Who would want to run a company nowadays? Wherever you turn your performance, attitude and culture are being challenged by consumers, the media, employees, NGOs and your own investors to be both successful and yet "responsible".
That pressure to be a "good" business is only going to increase. As the CEO of Body Shop, Jeremy Schwartz told the Guardian recently: "The idea of a company that made money but is also a force for good was laughed at 40 years ago. That's now mainstream."
No wonder then that four of the biggest (and overused) buzzwords in the world of modern corporate strategy are purpose, authenticity, trust and transparency.
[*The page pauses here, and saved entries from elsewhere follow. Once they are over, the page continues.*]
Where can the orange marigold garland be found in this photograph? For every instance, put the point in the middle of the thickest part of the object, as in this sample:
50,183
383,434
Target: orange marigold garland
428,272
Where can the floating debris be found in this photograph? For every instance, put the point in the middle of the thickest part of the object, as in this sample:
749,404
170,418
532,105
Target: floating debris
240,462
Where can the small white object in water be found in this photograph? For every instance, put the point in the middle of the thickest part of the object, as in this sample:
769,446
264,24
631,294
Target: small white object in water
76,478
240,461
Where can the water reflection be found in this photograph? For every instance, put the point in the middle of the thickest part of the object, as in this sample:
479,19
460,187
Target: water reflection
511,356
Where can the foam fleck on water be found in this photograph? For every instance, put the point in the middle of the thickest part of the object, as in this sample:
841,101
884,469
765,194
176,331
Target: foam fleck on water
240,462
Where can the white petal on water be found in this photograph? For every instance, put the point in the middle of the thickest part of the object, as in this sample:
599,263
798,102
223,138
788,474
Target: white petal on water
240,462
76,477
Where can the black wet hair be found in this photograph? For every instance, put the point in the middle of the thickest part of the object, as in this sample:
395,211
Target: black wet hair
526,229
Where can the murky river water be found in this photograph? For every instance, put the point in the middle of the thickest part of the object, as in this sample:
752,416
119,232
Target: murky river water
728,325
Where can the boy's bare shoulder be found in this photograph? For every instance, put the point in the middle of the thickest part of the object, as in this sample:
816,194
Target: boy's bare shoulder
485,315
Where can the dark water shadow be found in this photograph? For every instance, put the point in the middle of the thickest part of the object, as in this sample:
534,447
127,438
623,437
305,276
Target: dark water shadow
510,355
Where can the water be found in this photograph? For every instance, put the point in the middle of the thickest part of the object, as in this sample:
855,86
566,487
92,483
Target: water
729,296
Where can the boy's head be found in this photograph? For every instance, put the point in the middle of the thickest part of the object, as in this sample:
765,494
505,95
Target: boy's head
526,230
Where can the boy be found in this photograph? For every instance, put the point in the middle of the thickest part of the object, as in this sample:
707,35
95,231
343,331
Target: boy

But how can you communicate your company's sense of purpose - what you stand for in simple terms - in a way the skeptics will believe?
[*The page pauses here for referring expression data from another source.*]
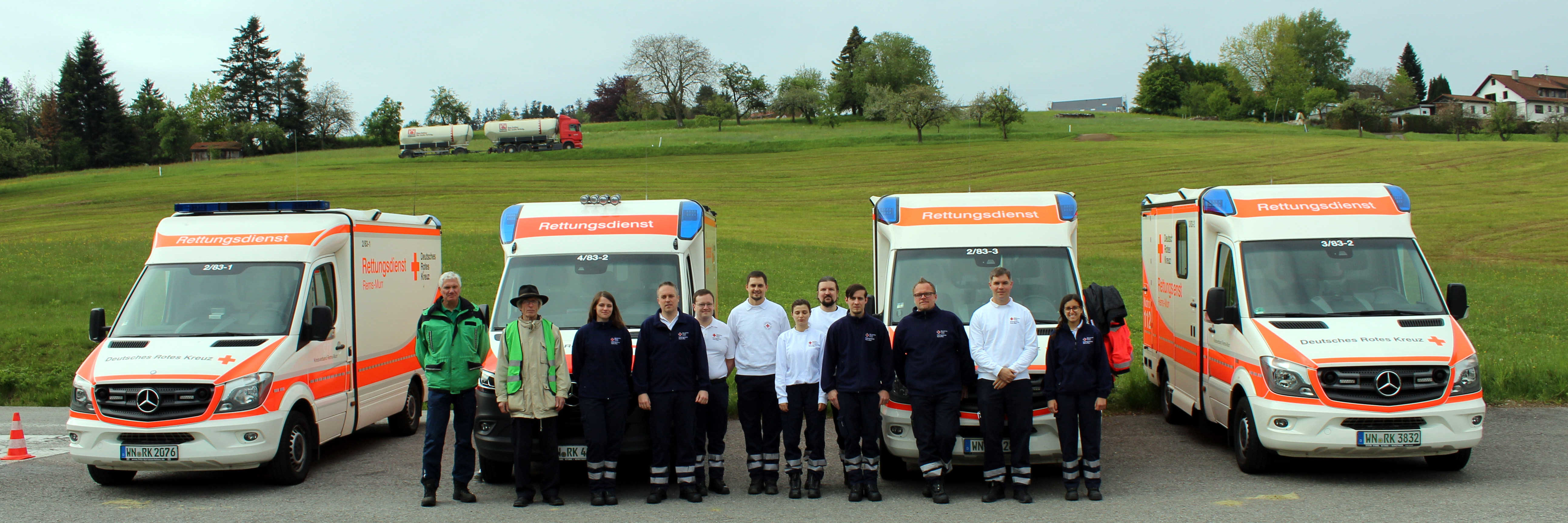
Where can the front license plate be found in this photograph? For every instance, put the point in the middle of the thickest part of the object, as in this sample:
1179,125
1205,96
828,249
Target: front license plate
1388,439
978,447
574,453
146,453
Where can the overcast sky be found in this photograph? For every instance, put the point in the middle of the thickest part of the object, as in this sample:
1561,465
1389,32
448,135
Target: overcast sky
518,52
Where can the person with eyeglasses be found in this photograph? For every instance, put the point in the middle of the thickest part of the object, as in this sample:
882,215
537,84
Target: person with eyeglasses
1076,386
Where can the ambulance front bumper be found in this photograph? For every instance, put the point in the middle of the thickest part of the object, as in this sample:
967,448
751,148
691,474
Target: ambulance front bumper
214,444
1321,431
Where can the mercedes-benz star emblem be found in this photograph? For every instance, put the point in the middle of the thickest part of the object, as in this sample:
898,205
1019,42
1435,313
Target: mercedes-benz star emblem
1388,384
148,400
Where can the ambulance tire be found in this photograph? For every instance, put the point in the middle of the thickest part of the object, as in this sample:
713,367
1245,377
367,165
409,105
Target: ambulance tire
115,478
1449,463
296,453
1250,455
407,422
495,472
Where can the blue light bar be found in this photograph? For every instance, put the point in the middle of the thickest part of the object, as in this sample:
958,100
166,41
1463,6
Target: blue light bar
1401,199
509,223
1067,207
888,211
244,207
690,220
1219,203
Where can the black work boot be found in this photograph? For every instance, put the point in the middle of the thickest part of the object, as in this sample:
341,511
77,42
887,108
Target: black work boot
996,492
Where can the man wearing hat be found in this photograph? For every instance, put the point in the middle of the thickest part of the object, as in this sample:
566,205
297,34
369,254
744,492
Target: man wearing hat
532,386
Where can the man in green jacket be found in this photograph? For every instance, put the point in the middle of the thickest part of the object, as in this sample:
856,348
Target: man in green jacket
447,344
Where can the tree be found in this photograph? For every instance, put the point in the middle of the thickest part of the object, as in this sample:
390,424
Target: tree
248,73
92,110
1504,120
1410,66
332,112
1004,109
446,109
672,66
1360,112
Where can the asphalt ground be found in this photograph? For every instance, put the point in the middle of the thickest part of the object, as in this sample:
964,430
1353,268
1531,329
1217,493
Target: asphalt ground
1153,474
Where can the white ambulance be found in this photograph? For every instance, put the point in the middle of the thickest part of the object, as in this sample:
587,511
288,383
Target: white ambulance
571,251
954,240
256,333
1305,320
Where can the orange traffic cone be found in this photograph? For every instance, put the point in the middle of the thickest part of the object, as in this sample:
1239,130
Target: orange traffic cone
18,441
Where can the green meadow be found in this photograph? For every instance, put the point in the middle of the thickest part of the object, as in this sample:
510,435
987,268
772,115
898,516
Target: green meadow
792,201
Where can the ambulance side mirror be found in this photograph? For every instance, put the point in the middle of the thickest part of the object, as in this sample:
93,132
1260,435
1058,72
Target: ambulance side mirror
1459,305
96,329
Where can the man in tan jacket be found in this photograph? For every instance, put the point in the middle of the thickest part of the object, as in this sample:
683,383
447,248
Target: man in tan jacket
532,386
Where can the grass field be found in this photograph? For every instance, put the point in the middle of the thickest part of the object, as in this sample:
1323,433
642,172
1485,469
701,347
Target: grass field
792,203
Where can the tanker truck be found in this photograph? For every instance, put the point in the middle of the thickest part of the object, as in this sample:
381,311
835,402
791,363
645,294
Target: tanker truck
436,140
542,134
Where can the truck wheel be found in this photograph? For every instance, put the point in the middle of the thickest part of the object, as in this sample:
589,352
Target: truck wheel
296,448
495,472
1449,463
1250,455
407,420
893,467
114,478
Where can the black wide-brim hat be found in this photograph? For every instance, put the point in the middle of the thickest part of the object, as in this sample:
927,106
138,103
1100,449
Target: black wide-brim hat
529,292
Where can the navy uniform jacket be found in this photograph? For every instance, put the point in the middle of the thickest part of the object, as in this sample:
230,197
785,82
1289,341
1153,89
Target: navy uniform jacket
670,359
603,361
858,356
931,351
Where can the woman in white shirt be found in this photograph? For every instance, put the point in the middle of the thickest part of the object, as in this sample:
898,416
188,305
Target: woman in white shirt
797,383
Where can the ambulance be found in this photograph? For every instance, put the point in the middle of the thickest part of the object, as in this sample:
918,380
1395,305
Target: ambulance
573,251
1307,321
256,333
954,240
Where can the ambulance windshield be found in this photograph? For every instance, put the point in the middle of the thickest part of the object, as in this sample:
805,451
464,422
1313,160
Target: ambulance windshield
1338,278
571,281
212,300
962,276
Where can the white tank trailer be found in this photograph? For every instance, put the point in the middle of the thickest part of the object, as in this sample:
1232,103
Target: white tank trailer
436,140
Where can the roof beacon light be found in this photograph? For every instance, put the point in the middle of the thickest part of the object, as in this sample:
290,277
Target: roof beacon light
1401,199
509,223
1067,207
245,207
690,220
1219,203
888,211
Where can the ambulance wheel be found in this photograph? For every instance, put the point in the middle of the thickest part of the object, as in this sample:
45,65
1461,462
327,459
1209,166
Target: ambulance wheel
495,472
407,420
296,451
1250,455
1449,463
115,478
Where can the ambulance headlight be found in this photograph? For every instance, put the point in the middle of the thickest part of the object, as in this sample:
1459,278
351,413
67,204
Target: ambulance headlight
1288,378
245,392
81,395
1467,376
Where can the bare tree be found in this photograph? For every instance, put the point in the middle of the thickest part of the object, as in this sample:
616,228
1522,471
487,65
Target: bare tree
330,113
673,66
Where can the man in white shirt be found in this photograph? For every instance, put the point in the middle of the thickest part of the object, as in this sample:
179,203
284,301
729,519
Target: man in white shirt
714,417
758,325
828,297
1003,342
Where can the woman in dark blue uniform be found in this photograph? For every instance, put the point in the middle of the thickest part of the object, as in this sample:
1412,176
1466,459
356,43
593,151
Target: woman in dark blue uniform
603,365
1078,381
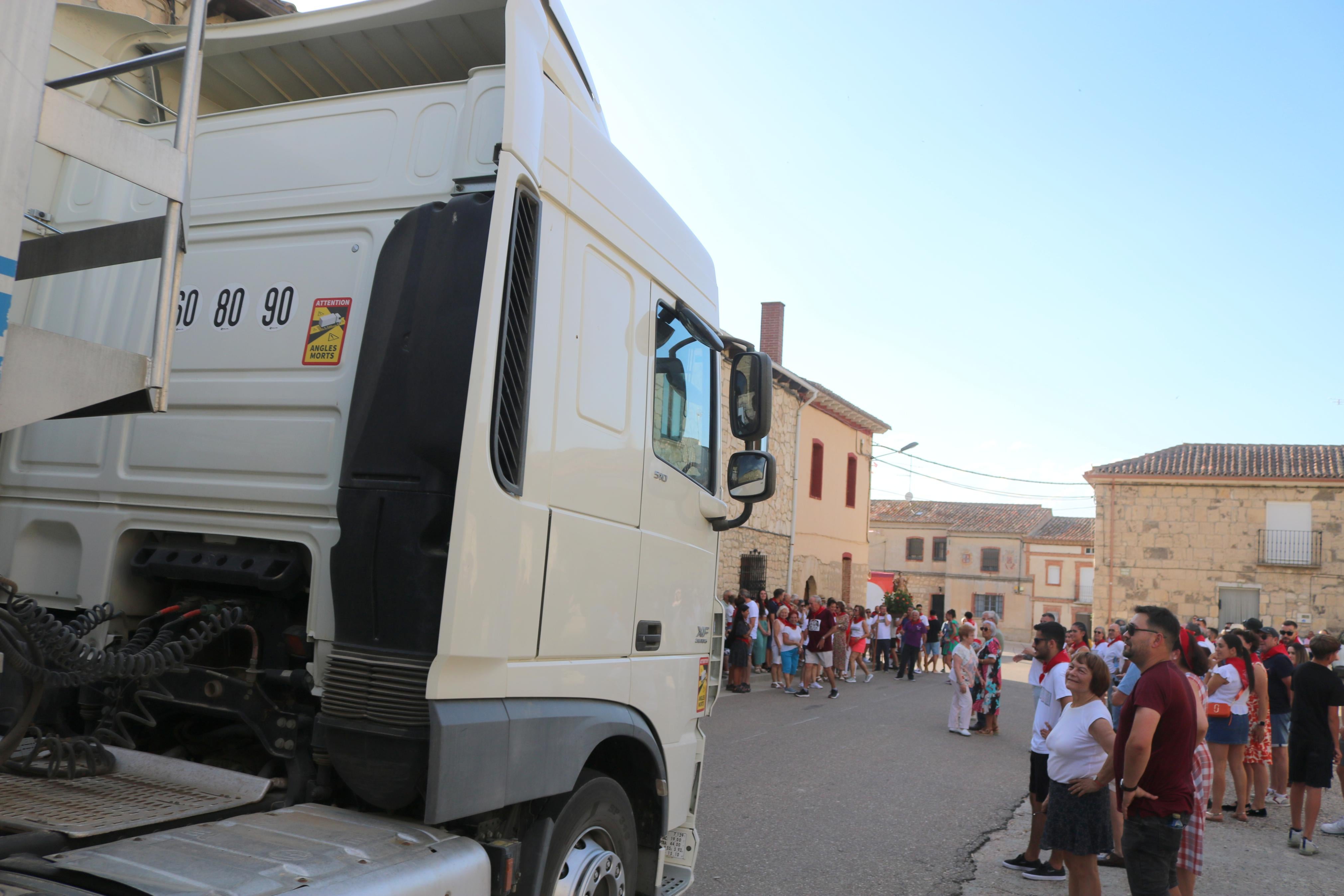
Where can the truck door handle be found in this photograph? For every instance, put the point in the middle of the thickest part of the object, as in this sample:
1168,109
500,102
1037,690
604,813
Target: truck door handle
648,635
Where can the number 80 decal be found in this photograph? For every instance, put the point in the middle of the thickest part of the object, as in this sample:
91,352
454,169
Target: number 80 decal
228,307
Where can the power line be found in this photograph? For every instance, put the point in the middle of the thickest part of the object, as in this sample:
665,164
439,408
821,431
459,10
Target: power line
976,488
990,476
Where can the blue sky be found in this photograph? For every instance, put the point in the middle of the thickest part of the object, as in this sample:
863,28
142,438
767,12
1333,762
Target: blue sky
1030,237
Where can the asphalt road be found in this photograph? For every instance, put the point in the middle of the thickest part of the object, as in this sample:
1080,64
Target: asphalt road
863,794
Increasingly, the answer for many of the world's biggest companies is to highlight their sustainability work.
Why sustainability? Well, sustainability, after all, is rooted in doing business in a transparent and authentic way. And, in today's always-on, connected society, pledging to be a better company just won't cut it. Increasingly, executives are coming to terms with a Millennial generation of consumers that ask tough questions and do research on the ethical standards of the companies they buy from and aspire to work for. Business leaders know that this super-connected and informed populace poses serious challenges for their companies as they try to adapt, respond and stay relevant in real time.
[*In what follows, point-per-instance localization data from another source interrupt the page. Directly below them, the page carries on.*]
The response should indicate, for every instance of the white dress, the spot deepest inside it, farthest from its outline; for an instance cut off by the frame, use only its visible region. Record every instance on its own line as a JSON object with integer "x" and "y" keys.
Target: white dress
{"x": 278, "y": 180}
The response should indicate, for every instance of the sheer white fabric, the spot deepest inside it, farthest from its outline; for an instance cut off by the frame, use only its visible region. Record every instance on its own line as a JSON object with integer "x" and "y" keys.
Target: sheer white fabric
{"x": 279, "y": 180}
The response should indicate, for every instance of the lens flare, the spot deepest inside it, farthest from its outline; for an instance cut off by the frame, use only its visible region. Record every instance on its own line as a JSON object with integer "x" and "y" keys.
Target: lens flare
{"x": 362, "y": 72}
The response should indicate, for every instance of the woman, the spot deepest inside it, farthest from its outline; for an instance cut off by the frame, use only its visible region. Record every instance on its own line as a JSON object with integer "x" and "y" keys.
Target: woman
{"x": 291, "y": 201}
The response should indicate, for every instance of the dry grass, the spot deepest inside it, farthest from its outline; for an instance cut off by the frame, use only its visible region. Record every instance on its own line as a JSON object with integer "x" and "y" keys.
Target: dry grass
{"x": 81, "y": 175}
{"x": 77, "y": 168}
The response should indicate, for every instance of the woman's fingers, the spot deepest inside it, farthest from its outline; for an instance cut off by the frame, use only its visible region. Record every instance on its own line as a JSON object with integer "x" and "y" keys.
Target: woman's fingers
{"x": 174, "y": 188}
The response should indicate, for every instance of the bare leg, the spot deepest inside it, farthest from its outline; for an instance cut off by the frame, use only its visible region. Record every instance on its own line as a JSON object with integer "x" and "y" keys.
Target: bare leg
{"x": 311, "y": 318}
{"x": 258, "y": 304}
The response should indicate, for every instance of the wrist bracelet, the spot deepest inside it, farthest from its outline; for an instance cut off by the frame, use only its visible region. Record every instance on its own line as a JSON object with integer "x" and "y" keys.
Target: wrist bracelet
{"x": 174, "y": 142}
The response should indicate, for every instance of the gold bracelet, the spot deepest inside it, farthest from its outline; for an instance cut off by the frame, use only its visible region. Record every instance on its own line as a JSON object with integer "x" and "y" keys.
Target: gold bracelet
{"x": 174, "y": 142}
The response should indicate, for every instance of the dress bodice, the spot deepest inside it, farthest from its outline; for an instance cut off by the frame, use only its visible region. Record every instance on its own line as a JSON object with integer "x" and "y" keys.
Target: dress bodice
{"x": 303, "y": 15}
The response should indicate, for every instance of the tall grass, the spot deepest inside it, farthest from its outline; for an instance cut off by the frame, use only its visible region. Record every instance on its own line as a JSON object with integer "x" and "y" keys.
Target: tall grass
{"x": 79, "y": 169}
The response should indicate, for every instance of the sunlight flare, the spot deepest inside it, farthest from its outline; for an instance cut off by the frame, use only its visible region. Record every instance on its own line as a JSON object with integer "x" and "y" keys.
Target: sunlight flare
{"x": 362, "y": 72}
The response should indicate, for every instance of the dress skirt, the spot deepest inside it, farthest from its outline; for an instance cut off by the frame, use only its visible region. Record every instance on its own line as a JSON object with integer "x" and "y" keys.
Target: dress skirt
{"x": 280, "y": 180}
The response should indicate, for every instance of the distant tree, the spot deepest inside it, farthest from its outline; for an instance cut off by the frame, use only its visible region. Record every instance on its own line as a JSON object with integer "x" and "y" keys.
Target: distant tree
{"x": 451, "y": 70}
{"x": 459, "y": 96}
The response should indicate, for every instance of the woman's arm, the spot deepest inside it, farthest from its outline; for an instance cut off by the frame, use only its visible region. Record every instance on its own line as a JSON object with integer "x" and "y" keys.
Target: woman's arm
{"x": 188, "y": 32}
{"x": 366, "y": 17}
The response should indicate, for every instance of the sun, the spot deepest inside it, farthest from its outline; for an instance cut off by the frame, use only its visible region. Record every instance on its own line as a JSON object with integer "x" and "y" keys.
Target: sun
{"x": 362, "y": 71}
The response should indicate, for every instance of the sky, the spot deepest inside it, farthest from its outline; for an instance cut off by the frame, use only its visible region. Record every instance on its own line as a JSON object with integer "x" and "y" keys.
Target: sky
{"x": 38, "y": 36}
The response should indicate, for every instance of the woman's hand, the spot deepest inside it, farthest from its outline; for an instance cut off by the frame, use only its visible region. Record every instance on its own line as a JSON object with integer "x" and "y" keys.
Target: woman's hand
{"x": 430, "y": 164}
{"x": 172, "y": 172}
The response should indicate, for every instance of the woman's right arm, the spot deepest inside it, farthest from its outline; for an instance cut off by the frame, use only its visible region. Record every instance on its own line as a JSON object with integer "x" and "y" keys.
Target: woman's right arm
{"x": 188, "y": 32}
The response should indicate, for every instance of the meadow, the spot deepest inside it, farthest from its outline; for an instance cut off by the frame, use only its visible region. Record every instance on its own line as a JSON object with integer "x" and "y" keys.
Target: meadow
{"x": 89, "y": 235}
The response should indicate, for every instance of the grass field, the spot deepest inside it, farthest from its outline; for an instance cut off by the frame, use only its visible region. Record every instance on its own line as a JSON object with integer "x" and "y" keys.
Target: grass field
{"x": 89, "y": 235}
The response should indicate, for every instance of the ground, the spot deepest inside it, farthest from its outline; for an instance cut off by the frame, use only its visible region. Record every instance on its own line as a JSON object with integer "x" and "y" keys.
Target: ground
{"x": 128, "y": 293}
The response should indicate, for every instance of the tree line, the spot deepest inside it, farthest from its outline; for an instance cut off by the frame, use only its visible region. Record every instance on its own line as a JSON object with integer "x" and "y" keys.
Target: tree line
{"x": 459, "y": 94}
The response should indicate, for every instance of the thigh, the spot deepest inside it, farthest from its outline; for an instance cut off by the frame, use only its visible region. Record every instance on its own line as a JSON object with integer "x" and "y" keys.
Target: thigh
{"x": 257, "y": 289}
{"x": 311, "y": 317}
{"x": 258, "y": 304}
The companies that are truly committed to integrating sustainability throughout their operations aren't doing this to look good - they understand the fundamental business value and opportunities it provides. They know that sustainable business planning won't just cut energy and natural resource costs, it will provide new business models along with product and service opportunities to meet the needs and expectations of a connected, changing society. Increasingly, sustainability will also give companies a crucial license to operate in countries, regions, states and cities where regulations enforce a more responsible way of working whatever their size.
That's why for the 6th Annual Social Media Sustainability Index we focused on what companies stand for and how effectively they communicate their sense of purpose. In 2015 GE and Unilever emerged as joint leaders of the Index. Both companies have multiple products, engagement strategies and awareness campaigns devoted to backing up their sustainability credentials and commitments (even though they don't necessarily use the term sustainability).
We studied the communication strategies of 475 companies in 2015 and selected a Top 100 for the Index. As you might imagine, different industry sectors look to play to their own strengths and specific sustainability concerns. Technology and media companies like Microsoft, Intel and Time Warner Cable stress the importance of science, technology, engineering and mathematics (STEM) education - an issue particularly close to home along with encouraging coding for kids.
Food and beverage companies now finally realize that people really do care what goes into the products they consume. So, in the last 12 months, the likes of General Mills, McDonald's and Unilever have looked to communicate their use of healthier ingredients and a closer relationship to farmers. Many of the biggest consumer brands, meanwhile, have taken a strong stand on social issues like female self-esteem, gender equality and LGBT rights.
Ultimately, whether you're a start up or a multinational good sustainability communications starts with having a compelling story to tell, and being able to back it up. After all, as in all form of business, if you can't walk the talk no-one will believe in you.